LONDON — There was no cloud for Nick Thoman on Monday.
Just a silver lining.
Charlotte’s Thoman won a silver medal in the men’s 100-meter backstroke Monday night, and the only person who beat him was U.S. teammate Matt Grevers. The 1-2 finish was the best the U.S. has had in any event so far in these Olympics and gave Thoman, 26, an Olympic rookie, his first career medal.
When Thoman came up out of the water and saw the “No. 2” next to his name in bright lights, he shook his first exultantly and yelled.
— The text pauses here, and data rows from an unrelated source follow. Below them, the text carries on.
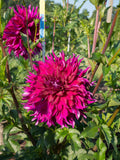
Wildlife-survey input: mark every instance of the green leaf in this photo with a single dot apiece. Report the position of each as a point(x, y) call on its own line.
point(6, 132)
point(90, 132)
point(106, 69)
point(14, 114)
point(61, 134)
point(98, 57)
point(114, 102)
point(107, 133)
point(94, 2)
point(100, 155)
point(115, 143)
point(2, 68)
point(75, 142)
point(13, 145)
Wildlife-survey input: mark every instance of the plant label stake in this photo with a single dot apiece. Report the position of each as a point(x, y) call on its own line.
point(42, 26)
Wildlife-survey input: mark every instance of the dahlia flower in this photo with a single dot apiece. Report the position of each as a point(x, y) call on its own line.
point(16, 28)
point(57, 93)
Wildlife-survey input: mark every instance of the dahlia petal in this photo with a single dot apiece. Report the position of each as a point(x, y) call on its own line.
point(16, 26)
point(57, 93)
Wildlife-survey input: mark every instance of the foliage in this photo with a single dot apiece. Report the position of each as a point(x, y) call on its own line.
point(96, 137)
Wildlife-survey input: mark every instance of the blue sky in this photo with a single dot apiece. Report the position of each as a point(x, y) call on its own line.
point(87, 4)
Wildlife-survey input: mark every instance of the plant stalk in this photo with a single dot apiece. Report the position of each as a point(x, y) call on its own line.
point(53, 34)
point(29, 51)
point(109, 63)
point(25, 129)
point(106, 44)
point(113, 117)
point(95, 30)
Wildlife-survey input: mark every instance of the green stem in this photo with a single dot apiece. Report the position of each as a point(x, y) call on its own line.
point(113, 116)
point(106, 44)
point(109, 63)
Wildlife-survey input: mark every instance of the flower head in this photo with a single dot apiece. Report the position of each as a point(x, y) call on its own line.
point(16, 30)
point(57, 92)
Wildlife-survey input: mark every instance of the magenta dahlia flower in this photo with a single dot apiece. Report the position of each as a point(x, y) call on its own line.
point(57, 93)
point(16, 28)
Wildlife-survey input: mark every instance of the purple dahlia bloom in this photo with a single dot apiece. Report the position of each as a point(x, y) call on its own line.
point(17, 27)
point(57, 93)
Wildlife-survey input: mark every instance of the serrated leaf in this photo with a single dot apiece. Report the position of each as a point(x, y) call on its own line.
point(107, 133)
point(90, 132)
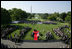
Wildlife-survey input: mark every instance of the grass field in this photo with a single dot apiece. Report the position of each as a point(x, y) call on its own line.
point(43, 28)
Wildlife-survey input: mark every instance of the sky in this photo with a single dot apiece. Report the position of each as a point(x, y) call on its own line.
point(38, 6)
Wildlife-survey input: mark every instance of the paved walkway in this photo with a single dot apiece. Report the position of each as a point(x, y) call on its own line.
point(11, 44)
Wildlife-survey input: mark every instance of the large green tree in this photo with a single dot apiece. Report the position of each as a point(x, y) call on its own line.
point(5, 17)
point(63, 15)
point(18, 14)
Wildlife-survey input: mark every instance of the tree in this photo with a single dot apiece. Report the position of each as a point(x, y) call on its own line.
point(44, 16)
point(68, 18)
point(63, 15)
point(18, 14)
point(5, 17)
point(52, 18)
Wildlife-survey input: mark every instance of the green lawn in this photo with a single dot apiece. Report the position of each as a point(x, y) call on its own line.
point(43, 28)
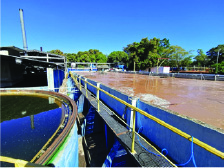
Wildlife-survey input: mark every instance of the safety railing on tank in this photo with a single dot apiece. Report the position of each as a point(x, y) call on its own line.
point(157, 120)
point(19, 162)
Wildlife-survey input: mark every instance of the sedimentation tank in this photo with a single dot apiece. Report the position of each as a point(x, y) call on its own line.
point(38, 127)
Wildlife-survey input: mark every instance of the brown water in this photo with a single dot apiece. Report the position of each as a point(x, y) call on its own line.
point(199, 99)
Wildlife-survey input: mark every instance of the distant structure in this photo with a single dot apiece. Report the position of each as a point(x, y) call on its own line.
point(18, 66)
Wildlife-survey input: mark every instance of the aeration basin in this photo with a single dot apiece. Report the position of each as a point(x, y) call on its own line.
point(37, 126)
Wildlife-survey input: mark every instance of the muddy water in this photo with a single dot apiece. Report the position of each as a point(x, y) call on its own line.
point(199, 99)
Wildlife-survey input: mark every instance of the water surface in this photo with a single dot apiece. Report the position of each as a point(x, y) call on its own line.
point(199, 99)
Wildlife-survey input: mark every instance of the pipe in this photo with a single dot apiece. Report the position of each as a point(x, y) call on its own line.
point(23, 31)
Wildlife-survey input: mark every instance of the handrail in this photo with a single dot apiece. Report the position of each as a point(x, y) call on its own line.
point(19, 162)
point(170, 127)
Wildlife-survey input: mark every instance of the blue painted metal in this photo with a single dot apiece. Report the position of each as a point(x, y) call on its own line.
point(120, 108)
point(117, 157)
point(179, 149)
point(105, 126)
point(59, 75)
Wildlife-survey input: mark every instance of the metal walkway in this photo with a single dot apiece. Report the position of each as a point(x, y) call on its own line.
point(142, 157)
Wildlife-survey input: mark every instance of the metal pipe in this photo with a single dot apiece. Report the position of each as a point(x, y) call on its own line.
point(23, 31)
“I looked up at the scoreboard and I looked a couple of lanes over and saw Matt just grinning like an idiot,” Thoman said. “So I swam over for a good, big hug. That’s not something many people get to share with a teammate and a friend and I’m really glad I did.”
At the medal ceremony a few minutes later, the two stood with their hands over their hearts as two American flags were raised and the national anthem played. Then someone in the arena put on “Born in the USA” as Grevers and Thoman circled the arena, displaying their medals.
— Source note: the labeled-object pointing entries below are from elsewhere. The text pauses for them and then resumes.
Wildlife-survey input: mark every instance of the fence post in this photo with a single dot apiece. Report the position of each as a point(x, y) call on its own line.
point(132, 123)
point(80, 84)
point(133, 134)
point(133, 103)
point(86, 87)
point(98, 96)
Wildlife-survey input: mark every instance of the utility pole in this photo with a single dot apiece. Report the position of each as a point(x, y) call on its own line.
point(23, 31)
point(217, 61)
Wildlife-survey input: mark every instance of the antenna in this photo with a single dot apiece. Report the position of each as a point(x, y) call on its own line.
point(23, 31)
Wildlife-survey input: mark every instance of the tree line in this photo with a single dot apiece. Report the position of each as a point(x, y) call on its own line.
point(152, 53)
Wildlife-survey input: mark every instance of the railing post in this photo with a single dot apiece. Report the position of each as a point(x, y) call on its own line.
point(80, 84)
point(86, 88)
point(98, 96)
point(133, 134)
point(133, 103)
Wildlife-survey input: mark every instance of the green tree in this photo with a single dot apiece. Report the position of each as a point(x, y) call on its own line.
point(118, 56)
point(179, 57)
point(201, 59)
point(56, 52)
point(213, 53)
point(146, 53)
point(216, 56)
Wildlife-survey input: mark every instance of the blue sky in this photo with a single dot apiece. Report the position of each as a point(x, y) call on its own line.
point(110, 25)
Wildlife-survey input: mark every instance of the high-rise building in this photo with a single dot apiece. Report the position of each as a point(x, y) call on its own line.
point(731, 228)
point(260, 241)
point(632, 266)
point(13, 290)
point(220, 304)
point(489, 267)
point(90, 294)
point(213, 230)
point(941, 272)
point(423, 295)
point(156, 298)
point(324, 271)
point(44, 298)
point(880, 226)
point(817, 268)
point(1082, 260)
Thoman moved to Charlotte in 2009 in order to train under David Marsh, the head coach at SwimMAC Carolina. He grew up in Cincinnati and was an All-American swimmer at Arizona but was never able to cross the Olympic threshold.
“Charlotte has been my home for the last three years,” Thoman said. “SwimMAC has been my family, Team Elite has been my brothers and sisters and Dave Marsh has been like a surrogate father to me. It’s been a fantastic ride and I wouldn’t be here without any of them or without all the people in Charlotte who helped me.”
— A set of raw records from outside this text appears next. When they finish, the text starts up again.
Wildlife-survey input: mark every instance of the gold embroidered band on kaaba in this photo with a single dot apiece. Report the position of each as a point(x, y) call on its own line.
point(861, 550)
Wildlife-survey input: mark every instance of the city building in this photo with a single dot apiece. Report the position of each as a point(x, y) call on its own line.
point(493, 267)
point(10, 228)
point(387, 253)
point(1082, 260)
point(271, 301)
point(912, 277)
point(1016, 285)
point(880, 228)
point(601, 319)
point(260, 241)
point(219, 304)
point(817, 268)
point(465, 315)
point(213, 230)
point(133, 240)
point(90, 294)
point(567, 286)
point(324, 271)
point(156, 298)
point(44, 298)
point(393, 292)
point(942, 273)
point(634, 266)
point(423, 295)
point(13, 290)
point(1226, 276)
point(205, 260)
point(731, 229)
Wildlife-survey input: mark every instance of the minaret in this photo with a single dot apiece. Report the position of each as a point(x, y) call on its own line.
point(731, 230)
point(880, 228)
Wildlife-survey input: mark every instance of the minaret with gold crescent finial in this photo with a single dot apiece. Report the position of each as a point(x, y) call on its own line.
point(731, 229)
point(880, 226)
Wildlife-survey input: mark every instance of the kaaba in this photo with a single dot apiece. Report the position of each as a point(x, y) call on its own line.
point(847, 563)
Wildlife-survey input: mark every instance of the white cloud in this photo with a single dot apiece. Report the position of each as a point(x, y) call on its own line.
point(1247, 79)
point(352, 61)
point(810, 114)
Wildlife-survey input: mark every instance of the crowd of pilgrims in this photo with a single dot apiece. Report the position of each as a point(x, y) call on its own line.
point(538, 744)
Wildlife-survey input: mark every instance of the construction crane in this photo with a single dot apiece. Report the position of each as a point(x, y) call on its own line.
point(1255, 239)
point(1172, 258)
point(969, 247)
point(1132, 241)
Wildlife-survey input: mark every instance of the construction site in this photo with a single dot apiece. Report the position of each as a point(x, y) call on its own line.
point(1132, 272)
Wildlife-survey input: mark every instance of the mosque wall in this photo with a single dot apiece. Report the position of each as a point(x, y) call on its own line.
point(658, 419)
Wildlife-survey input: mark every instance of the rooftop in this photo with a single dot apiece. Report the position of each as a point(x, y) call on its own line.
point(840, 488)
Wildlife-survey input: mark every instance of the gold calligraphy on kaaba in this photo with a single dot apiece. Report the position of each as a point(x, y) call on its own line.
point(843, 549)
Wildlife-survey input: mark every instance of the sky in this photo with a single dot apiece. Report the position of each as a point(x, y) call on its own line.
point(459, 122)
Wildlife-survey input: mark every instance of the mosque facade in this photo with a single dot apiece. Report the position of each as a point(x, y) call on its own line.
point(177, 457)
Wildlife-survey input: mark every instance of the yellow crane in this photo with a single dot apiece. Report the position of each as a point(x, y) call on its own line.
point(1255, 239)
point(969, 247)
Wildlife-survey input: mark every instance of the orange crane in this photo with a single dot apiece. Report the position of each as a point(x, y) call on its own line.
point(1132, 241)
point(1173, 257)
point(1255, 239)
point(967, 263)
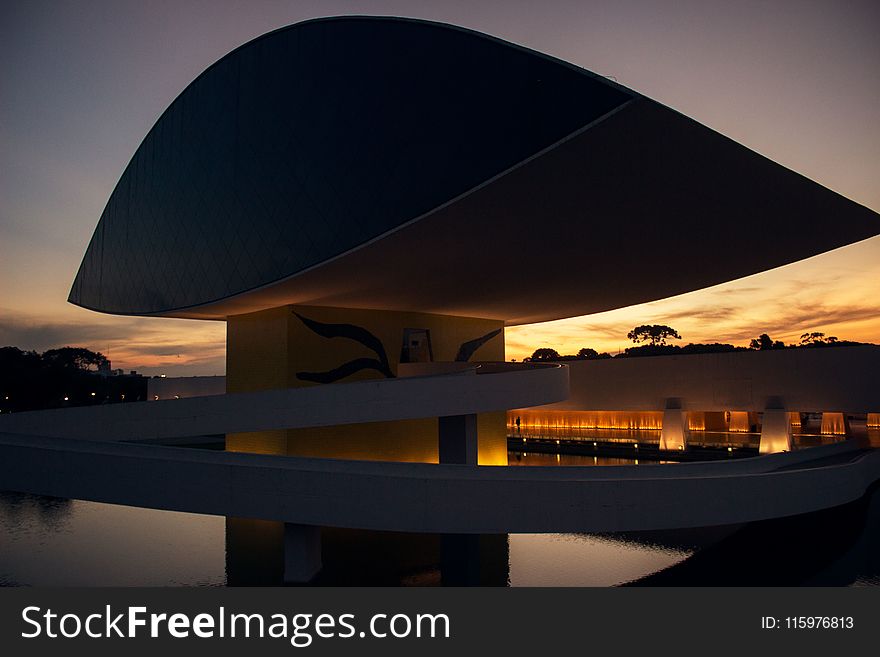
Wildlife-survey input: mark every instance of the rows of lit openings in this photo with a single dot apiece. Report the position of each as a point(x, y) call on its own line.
point(731, 421)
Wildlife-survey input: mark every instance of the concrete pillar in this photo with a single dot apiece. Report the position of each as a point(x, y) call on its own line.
point(775, 431)
point(672, 433)
point(302, 553)
point(458, 439)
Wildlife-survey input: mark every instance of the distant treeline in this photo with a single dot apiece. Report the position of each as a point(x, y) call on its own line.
point(657, 335)
point(62, 377)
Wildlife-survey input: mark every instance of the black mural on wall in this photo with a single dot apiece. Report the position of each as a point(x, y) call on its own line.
point(352, 332)
point(467, 349)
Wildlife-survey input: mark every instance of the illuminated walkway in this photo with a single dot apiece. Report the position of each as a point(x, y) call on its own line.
point(401, 496)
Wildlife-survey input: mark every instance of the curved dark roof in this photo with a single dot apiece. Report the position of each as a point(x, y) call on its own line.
point(312, 140)
point(408, 165)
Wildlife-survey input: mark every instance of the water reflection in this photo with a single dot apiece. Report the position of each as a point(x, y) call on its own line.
point(47, 541)
point(532, 458)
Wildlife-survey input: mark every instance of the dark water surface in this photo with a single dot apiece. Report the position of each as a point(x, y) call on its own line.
point(56, 542)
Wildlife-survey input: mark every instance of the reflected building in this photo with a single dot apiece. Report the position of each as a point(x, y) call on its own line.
point(366, 198)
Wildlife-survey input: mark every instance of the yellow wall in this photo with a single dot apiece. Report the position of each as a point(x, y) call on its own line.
point(267, 349)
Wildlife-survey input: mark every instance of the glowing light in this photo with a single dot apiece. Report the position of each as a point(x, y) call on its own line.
point(739, 421)
point(535, 421)
point(833, 424)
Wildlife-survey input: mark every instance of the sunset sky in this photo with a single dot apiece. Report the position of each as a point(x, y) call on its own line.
point(83, 82)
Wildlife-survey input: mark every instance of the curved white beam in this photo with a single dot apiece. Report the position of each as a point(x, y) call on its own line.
point(438, 498)
point(498, 387)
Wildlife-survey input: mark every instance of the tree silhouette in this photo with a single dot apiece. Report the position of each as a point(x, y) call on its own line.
point(545, 354)
point(77, 358)
point(656, 334)
point(764, 342)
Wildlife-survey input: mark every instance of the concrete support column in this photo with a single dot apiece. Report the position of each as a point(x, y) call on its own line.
point(672, 433)
point(302, 553)
point(775, 431)
point(458, 439)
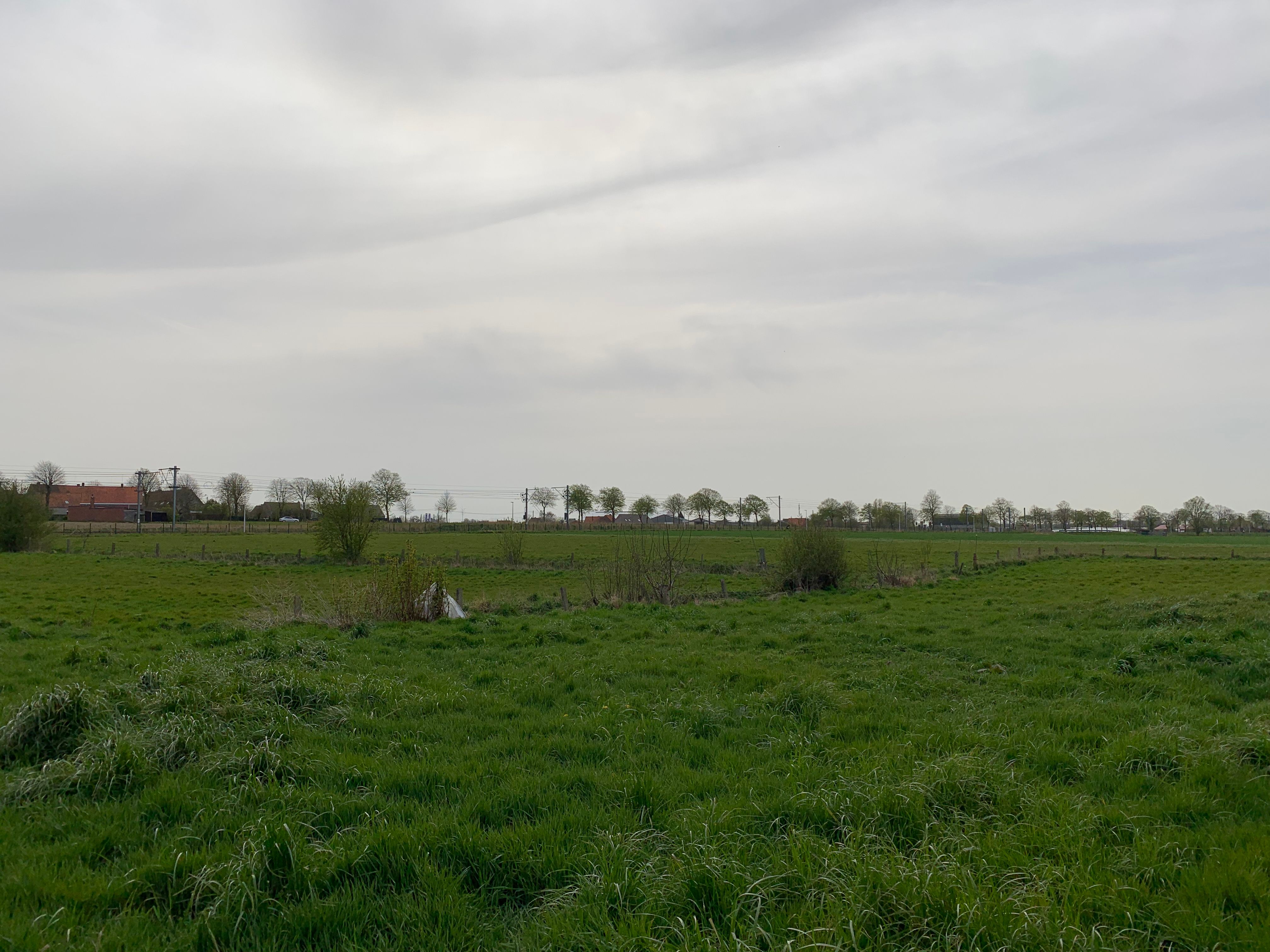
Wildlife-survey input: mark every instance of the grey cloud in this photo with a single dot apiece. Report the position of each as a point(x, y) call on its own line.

Thoman’s real family has a deep swimming history. Henry Thoman, Nick’s father, was a swimmer at Duke and is now a lawyer in Cincinnati. Richard Thoman, Nick’s late grandfather, was a standout swimmer for Yale in the early 1950s and once held the world record in the 100-yard backstroke (although he just missed making the Olympic team).
“When I was growing up, there was a world-record plaque on the wall in my grandfather’s house,” Thoman said. “He promised that plaque to the first person who could beat his time in the family. So I got that when I was about 14.”
Thoman made his first Olympic team five weeks ago, finishing behind Grevers at the Olympic Trials. The two duplicated their Trials finish at the Olympic Aquatics Centre Monday, with Grevers winning by about half a body length (52.16 seconds to Thoman’s 52.92). Japan’s Ryosuke Irie was third.
The U.S. has long been dominant in the 100 backstroke, winning it every year from 1996 onward. In 2008, Grevers was second to Aaron Peirsol, when the U.S. also went 1-2.
“Before the race,” Marsh said, “I talked to him and Matt Grevers about keeping the streak alive of going 1-2 in 100 backstroke.”
Marsh said his advice to Thoman was to stay close with Great Britain’s Liam Tancock in the next lane for the first 50, since Tancock is a fast starter and would likely be pumped up further by the English crowd.
Thoman did, tying Hancock for third place at the 50-meter mark. Then Thoman used his signature dolphin kick on the turn and kept windmilling his arms until he passed everyone but Grevers.
When Grevers looked at the scoreboard, he saw the “1” next to his name and looked no further.
“I must be selfish,” Grevers said, “because it took me a good 10 seconds to realize Nick got second. That lifted it to a whole different level of celebration.”
• More Charlotte swimmers will be in the pool Tuesday. Cullen Jones swims in the preliminaries of the 100 meters, which has a Wednesday final.
In the 4x200 freestyle relay, where the Americans will try to get a gold after winning silver in the 4x100 free relay Sunday, Ricky Berens will certainly swim at some point Tuesday.
It is questionable what the U.S. lineup for the 4x200 morning preliminary will be. It could include Raleigh’s Charlie Houchin and/or SwimMAC Carolina’s Davis Tarwater.